Pourtant, la méfiance des constituants à l’égard d’un éventuel
gouvernement des Juges (souvenir biblique mais surtout des juges de
l’Ancien Régime) fait que la Justice dans notre pays n’est pas indépendante. Elle
n’est même pas un pouvoir puisqu’elle est qualifiée de « autorité judiciaire ».
De plus, la Constitution de la Vème République n’évoque que l’ordre judiciaire
(oubliant
fort à propos l’ordre administratif !). Cet asservissement au pouvoir
politique (et plus exactement au pouvoir exécutif) trouve sa traduction à
plusieurs niveaux : le Président de la République est le garant de l’indépendance
de la justice (art. 64) ; droit de grâce du président de la République qui
résonne comme un anachronisme, véritable déni de justice ; dans la
désignation du Conseil Supérieur de la Magistrature (art. 65) ;
intervention dans l’évolution professionnelle des magistrats. De plus, pour les
magistrats
du parquet reçoivent directement leurs instructions du ministre de la
justice !
La
multiplication des « affaires »
politico-judiciaires ont mis à jour cette dépendance des juges aux politiques.
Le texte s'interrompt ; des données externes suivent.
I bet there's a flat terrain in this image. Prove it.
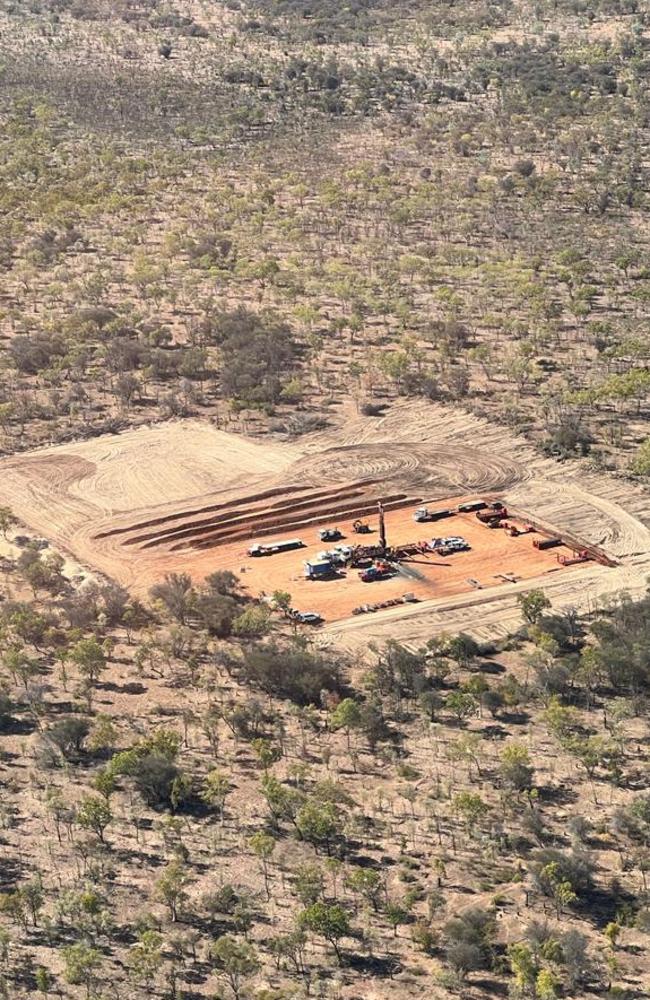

De même, l’existence de juridiction d’exception (Haute
Cour et Cour
de Justice de la République) participe à cette défiance.
Alors il
convient, dans une société moderne comme la nôtre, dans une démocratie qui a
une histoire plus que centenaire (avec des périodes plus difficiles) de
consacrer un véritable pouvoir judiciaire.
Anachronisme
comme l’a été le ministère de l’information, les ingérences (réelles ou non) dans
l’organisation de la justice sont intolérables dans notre démocratie. Le ministère
de la Justice prendrait alors la forme d’une Chancellerie en charge des Sceaux
de la République et des relations avec le pouvoir judiciaire (comme il existe
un ministre en charge des relations avec le Parlement).
La
transformation du Conseil Supérieur de la Magistrature en un Conseil Supérieur de
la Justice dont les membres sont élus par les magistrats, qui récupère
l’ensemble des attributions de l’ancien Ministère. Il
serait chargé du déroulement de carrière des magistrats du siège, mais aussi
des magistrats du parquet qui ne dépendraient plus du gouvernement et donc du
pouvoir politique.
L’élection des
magistrats au suffrage universel indirect par un collège de Grands Electeurs
(conseillers municipaux, territoriaux et magistrats en fonction) a une double
fonction : indépendance et responsabilité. La conséquence est la disparition
de l’Ecole Nationale de la Magistrature au profit du développement d’une
filière complète des « carrières judiciaires » (faculté de droit). Mais
tout citoyen doit pouvoir se présenter à une fonction de la Magistrature :
on ne demande pas aux candidats à l’élection présidentielle s’il a le niveau
d’étude suffisant pour assumer la fonction !
La suppression
de l’ordre administratif et par conséquent du Conseil
d’Etat (et du Tribunal des
Conflits), de la Haute Cour et de la Cour
de Justice de la République, l’ordre judiciaire devenant seul compétent au
travers d’une Chambre Administrative. De même, les Tribunaux de commerce et les
Prud’hommes sont remplacés respectivement par une Chambre des conflits
commerciaux et une Chambre prud’homale au sein de chaque Tribunal.
Le contrôle de
constitutionnalité des normes réglementaires est depuis longtemps assuré par le
juge administratif. Dans notre proposition, cette compétence revient à l’ordre
judiciaire. Aussi, pourquoi ne pas faire confiance à ces mêmes acteurs (élus du
peuple dans notre système pour juger de la constitutionnalité de la loi
« expression de la volonté générale ». Dès
lors, le Conseil Constitutionnel, composé de « sages » fortement
politisé n’a plus de raison d’être.
Les
magistrats ne doivent plus avoir le droit de se syndiquer, ni d’adhérer à
un parti politique, ni avoir le droit de grèves. Le « mur des cons »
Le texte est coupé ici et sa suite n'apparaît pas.